NCC customer Terry Woods might not agree with that benign assessment. After he languished for months waiting for a refund from NCC, the company told him that it had given his money to Capital Area Internet Services, which provided the Internet access for NCC's customers. NCC told Woods to approach CAIS for a refund. But in November 2001, the D.C.-based CAIS (by then renamed Ardent Communications) filed for Chapter 11 bankruptcy and sold off most of its assets.

"But I gave my money to Net Connection Corp., and all they did was run me around for 16 months," Woods said.

A former CAIS executive says that the firm never saw a penny of the fees NCC collected. "That money went straight to Net Connection Corp.," says Judy Cronin, a former vice president of channel sales.

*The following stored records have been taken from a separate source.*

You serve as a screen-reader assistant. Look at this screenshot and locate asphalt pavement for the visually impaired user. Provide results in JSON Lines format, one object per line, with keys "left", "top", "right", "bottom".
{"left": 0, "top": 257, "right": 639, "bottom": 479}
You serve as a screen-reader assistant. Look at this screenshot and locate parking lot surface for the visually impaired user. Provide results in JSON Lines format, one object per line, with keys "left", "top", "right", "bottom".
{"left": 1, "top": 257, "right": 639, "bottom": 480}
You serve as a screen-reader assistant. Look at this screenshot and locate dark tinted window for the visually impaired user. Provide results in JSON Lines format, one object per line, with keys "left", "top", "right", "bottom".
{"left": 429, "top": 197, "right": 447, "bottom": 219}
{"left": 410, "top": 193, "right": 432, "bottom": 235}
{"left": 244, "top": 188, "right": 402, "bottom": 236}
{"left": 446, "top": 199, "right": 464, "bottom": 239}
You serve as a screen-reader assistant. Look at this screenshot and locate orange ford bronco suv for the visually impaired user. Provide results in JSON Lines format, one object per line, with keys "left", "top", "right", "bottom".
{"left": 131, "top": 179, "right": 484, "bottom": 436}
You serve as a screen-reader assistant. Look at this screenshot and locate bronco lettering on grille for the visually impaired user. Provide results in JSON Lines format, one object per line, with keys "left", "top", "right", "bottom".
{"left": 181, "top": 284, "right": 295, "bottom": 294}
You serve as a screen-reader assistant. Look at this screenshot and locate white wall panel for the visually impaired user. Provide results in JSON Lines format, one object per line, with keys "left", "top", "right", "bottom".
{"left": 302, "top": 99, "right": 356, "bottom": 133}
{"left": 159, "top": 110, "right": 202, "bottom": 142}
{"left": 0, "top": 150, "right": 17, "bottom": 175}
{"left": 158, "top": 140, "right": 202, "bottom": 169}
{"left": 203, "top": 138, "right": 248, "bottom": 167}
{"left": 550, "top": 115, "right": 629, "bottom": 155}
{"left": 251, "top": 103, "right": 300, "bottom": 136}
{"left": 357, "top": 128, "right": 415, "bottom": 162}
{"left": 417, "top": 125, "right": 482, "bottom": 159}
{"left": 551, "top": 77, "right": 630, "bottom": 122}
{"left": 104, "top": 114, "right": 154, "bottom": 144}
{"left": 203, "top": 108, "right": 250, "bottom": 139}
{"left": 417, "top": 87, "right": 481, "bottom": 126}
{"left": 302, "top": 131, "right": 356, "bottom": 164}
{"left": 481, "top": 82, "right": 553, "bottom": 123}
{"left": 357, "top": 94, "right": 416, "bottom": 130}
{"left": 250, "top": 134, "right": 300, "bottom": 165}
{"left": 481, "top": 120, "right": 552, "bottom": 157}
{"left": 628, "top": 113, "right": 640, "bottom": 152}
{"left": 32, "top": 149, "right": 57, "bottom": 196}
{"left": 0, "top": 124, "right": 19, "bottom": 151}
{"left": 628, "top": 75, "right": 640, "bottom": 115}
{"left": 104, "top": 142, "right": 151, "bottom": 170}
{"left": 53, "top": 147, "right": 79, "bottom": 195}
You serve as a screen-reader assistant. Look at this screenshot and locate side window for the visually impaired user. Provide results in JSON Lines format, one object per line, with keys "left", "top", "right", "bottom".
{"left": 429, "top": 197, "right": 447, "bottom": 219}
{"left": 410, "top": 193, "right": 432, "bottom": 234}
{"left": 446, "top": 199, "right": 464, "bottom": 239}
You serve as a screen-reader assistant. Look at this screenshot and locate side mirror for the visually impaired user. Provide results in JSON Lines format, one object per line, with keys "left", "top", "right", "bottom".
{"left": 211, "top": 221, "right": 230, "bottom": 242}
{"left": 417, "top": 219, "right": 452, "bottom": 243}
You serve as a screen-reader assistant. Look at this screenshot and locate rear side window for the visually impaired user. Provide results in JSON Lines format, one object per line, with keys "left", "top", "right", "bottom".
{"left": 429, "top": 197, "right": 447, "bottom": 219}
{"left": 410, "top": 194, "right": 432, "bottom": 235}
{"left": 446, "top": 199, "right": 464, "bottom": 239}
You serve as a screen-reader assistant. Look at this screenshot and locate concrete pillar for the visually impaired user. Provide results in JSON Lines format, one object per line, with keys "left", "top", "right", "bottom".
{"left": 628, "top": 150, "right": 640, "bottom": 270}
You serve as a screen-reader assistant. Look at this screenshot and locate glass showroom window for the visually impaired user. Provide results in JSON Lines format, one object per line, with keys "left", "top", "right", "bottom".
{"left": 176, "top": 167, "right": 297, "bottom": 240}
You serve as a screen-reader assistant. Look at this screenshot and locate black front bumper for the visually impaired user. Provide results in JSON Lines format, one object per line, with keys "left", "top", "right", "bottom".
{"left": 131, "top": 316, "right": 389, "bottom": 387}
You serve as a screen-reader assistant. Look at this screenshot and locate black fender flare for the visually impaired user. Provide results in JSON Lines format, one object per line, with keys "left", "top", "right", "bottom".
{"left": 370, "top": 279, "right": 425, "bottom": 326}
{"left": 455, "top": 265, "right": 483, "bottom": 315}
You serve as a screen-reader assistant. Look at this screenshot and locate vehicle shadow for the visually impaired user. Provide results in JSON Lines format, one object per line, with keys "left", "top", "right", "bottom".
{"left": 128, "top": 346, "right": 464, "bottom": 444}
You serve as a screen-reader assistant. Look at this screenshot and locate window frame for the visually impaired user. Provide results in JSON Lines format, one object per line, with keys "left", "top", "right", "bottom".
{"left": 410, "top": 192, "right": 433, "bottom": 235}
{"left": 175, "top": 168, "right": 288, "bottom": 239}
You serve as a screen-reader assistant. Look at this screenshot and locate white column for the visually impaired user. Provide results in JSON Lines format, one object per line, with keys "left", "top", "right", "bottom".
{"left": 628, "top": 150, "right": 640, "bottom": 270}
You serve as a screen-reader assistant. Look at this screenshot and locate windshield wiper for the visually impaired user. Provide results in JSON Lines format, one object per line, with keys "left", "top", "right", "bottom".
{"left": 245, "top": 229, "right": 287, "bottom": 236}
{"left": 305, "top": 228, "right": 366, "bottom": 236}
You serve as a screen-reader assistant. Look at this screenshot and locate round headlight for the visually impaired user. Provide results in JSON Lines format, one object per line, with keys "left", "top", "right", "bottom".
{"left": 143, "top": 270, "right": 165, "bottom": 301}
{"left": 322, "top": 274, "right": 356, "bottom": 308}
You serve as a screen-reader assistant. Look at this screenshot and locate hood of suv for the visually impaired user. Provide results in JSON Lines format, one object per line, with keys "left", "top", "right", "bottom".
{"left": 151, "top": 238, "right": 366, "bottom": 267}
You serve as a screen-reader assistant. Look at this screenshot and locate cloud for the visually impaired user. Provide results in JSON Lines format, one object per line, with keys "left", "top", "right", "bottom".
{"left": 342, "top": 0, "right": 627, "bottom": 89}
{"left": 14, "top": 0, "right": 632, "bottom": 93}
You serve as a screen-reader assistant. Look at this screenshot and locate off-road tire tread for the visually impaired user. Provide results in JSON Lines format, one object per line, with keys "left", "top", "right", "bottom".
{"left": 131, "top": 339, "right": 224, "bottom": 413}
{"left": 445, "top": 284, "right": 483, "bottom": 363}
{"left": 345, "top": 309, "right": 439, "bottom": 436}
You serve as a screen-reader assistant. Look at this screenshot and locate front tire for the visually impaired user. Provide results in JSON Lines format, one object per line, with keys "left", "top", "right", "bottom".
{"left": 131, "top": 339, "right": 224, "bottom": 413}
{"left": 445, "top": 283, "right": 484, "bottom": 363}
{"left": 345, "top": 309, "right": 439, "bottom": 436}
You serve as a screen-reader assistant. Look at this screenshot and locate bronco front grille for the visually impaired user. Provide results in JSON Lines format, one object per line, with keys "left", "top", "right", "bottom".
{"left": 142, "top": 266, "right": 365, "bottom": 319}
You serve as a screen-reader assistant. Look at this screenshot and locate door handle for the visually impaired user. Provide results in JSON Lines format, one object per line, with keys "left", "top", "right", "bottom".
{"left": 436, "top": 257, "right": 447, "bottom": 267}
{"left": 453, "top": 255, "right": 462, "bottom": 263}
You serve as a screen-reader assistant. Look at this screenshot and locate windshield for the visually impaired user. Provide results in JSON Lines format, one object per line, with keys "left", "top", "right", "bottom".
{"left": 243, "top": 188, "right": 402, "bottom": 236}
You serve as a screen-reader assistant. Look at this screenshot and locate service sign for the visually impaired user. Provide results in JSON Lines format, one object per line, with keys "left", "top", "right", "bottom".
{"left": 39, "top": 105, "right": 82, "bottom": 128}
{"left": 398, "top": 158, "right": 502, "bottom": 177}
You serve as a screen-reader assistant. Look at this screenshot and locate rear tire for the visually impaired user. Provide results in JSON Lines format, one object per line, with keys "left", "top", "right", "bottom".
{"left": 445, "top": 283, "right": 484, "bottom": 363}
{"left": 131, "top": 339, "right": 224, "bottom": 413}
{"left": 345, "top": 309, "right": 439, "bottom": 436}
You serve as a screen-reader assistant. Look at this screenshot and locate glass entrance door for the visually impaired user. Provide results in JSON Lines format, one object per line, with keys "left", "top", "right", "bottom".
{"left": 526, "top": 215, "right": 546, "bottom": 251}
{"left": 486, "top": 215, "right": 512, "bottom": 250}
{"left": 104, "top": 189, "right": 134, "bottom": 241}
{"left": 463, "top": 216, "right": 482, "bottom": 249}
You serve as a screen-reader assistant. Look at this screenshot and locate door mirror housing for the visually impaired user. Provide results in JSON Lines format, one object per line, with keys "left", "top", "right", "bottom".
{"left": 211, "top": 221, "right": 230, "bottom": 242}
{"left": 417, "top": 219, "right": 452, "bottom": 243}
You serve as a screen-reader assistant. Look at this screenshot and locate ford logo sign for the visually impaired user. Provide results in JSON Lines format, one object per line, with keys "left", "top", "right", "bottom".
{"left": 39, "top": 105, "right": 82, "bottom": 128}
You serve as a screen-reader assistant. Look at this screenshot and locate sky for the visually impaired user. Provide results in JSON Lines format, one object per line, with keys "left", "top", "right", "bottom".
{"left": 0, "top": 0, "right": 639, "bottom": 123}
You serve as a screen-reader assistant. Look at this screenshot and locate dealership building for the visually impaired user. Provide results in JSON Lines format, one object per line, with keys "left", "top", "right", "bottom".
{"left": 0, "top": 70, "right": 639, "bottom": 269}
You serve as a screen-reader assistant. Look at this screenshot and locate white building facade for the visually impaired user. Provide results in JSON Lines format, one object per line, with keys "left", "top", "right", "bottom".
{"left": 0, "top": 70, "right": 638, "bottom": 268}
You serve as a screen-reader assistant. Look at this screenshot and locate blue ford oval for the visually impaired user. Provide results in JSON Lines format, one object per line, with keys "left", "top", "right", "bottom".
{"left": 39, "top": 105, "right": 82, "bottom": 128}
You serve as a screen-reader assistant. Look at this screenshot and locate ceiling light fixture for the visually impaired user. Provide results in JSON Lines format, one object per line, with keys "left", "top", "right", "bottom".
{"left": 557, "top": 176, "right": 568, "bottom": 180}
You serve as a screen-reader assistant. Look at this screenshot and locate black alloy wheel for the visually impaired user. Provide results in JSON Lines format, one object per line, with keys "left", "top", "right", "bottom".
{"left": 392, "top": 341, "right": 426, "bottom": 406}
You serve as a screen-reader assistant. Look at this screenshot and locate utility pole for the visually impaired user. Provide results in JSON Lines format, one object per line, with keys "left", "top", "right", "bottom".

CAIS, in turn, had partnered with Covad to complete its DSL orders. Covad spokesperson Martha Sessums says that the company received 334 DSL orders from USS Net and NCC, of which only 10 are still active. "The vast majority never qualified for the service in the first place," she says.

But in a phone interview, Bolouri asserted that virtually all of the potential customers NCC had identified as prequalified had in fact prequalified online by the most common criterion--being located within a specified distance from a central switching office set up for DSL service.

"Our systems were connected directly to CAIS's," says Bolouri. He says "a number" of NCC's orders were filled, but that a "large number"--Bolouri can't remember how many--just sat in the queue at CAIS for "a number" of months. Bolouri says CAIS executives assured him that the orders would move forward, but two months later CAIS filed for bankruptcy.

"To alleviate customer issues, we made an agreement with EarthLink to provide services for all these clients," says Bolouri. "Because of delays involved, we asked they be given two additional free months." As an alternative, he says, he offered customers a partial refund in accordance with their terms-of-service agreement.

But while Alfred Haymond does remember being told during one of his calls to NCC that he would be getting a letter describing an "arrangement" with EarthLink, neither he nor any of the four other customers interviewed for this story recalls receiving the offer Bolouri describes.

And EarthLink spokesperson Carla Shaw says that the company never made any special commitment to provide service for NCC customers. "There was a referral agreement where Mr. Bolouri could receive payment for customers who signed on with EarthLink through him," contends Shaw. "But it was up to the subscribers to initiate contact with us." Shaw says that only a handful of NCC customers signed up with EarthLink.

A Big Disconnect

The GSA says that the federal DSL1 contract never attracted many takers and is therefore unlikely to be renewed.

Meanwhile, chief executive Ed Johnson of the Washington, D.C., metropolitan BBB says that he urges caution to anyone approaching NCC for service. "If our past complaint experience record is any indication of the future, consumers would be well advised to consider taking their business elsewhere," Johnson says.